Accuracy is lower for:

  • Predicting actual purchase behavior in unfamiliar categories
  • Long-term retention and churn (real cohorts win here)
  • Novel product categories with no public training signal

How is accuracy measured?

By comparing AI panel responses to historical real-human research data on the same questions. The 80 to 95 percent range is the band most use cases fall into. We publish methodology details on request.

Is synthetic research peer-reviewed?

Synthetic personas as a research method are increasingly cited in academic and industry publications. Minds published the Spark Effect paper on creative diversity in multi-agent AI research, available at /research/spark-effect-creative-diversity-multi-agent-ai. The category is moving fast; treat any single accuracy claim with healthy skepticism and validate against your own historical data.

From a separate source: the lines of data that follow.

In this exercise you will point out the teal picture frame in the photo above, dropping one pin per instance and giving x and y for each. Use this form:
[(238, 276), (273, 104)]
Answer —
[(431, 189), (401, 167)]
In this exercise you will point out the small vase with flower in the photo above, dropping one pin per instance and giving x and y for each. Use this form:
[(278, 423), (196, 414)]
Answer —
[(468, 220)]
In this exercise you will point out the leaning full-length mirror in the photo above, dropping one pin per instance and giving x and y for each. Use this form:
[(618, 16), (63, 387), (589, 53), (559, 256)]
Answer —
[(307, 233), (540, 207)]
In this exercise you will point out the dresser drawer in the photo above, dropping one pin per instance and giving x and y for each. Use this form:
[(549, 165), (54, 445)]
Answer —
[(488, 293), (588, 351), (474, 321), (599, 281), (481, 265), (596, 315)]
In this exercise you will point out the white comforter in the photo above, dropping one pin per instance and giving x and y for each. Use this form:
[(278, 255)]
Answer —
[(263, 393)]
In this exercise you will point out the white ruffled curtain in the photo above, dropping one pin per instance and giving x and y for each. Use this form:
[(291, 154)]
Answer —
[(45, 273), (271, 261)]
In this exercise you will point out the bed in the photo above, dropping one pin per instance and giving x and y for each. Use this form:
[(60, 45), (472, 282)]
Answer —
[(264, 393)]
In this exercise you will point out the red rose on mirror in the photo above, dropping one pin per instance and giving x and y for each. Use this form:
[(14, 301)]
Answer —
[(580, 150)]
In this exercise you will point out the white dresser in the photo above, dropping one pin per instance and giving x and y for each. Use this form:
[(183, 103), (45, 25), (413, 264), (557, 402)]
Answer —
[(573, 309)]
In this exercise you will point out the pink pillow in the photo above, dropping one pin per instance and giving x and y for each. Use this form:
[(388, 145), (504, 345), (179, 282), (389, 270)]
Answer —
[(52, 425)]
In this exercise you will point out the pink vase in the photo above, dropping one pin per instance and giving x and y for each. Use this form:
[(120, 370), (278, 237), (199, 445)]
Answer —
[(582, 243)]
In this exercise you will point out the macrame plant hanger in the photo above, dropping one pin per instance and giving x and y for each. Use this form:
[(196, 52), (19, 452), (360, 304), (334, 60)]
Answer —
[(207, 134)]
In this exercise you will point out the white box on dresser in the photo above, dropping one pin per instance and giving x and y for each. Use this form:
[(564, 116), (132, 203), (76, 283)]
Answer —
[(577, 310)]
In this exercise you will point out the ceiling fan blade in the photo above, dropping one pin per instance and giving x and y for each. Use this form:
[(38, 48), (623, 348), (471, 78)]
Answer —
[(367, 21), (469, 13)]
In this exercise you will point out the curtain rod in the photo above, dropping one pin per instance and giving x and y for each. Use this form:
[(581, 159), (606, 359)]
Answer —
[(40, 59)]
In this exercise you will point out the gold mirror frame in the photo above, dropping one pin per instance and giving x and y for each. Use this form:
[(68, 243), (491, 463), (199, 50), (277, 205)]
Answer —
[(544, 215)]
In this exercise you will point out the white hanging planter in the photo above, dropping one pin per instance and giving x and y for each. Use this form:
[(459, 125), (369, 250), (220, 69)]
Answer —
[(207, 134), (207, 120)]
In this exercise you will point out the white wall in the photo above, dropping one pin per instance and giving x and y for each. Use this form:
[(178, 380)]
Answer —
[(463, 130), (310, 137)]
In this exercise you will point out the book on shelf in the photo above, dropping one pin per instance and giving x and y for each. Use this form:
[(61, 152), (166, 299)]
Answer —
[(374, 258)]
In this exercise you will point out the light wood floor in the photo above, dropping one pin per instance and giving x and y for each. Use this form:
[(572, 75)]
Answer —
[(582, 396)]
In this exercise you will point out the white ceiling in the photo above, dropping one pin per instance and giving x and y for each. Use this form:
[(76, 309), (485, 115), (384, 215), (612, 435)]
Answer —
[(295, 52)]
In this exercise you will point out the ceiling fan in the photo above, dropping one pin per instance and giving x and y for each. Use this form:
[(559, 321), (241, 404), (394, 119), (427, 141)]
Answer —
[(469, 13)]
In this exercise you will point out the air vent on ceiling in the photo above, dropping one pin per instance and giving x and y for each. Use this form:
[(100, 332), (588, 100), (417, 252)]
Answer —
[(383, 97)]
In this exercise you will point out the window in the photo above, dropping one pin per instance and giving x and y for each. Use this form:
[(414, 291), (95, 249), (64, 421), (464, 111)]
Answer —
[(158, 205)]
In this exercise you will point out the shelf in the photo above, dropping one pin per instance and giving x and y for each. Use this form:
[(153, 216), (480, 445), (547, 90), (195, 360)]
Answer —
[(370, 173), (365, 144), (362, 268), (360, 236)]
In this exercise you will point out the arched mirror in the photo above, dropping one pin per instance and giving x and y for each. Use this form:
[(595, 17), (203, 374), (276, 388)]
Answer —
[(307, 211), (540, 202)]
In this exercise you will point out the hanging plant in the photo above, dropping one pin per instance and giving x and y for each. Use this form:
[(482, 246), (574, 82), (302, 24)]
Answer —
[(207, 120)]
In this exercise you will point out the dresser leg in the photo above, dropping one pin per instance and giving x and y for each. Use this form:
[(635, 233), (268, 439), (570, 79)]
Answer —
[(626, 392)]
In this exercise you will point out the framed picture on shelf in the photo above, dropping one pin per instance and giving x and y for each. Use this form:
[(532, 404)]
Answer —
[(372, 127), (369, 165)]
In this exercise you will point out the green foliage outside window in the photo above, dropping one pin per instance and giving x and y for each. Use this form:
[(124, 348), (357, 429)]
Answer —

Can synthetic research show me net-new insights?

Yes, with caveats. Synthetic research is excellent at surfacing the language patterns, objections, and framings that exist in public data about your target. It is less good at revealing entirely net-new insights that nobody has ever said publicly. For breakthrough insight, combine synthetic (speed, breadth) with a small targeted set of real interviews (depth).

Limits

When should I NOT use synthetic research?

Three cases:

  1. Regulatory or legal evidence requires real-human consent and audit trails. Pharma label claims, financial product disclosures, regulated advertising claims.
  2. Longitudinal tracking of real customer cohorts. Synthetic personas do not actually buy your product, churn, or refer friends. Real customers do.
  3. Novel categories with no public training signal. If your persona is "the first 100 buyers of a category that does not exist yet," there is nothing to train on.

For exploratory, directional, and pre-test work, synthetic is faster and cheaper than the alternative.

Does synthetic research replace real customer research?

No. It replaces a specific subset: the rapid, exploratory, "we need a directional answer this week" work. Most teams use synthetic to triage which questions deserve a real-human study and which don't, then use real-human studies for the questions where the cost is justified.

Do synthetic responses count as "real" data?

They are real signal, not real behavior. Treat them as a high-fidelity prior on what real humans would say, then validate with real humans for high-stakes decisions. The blog post synthetic vs recruited panels covers when to use each.

Is synthetic research the same as a digital twin?

Related but not identical. A digital twin usually refers to a simulation of a specific real person or system updated continuously from live data. A synthetic persona is typically a representative simulation of a segment built from public data. Minds supports both patterns; see digital twin platform for business.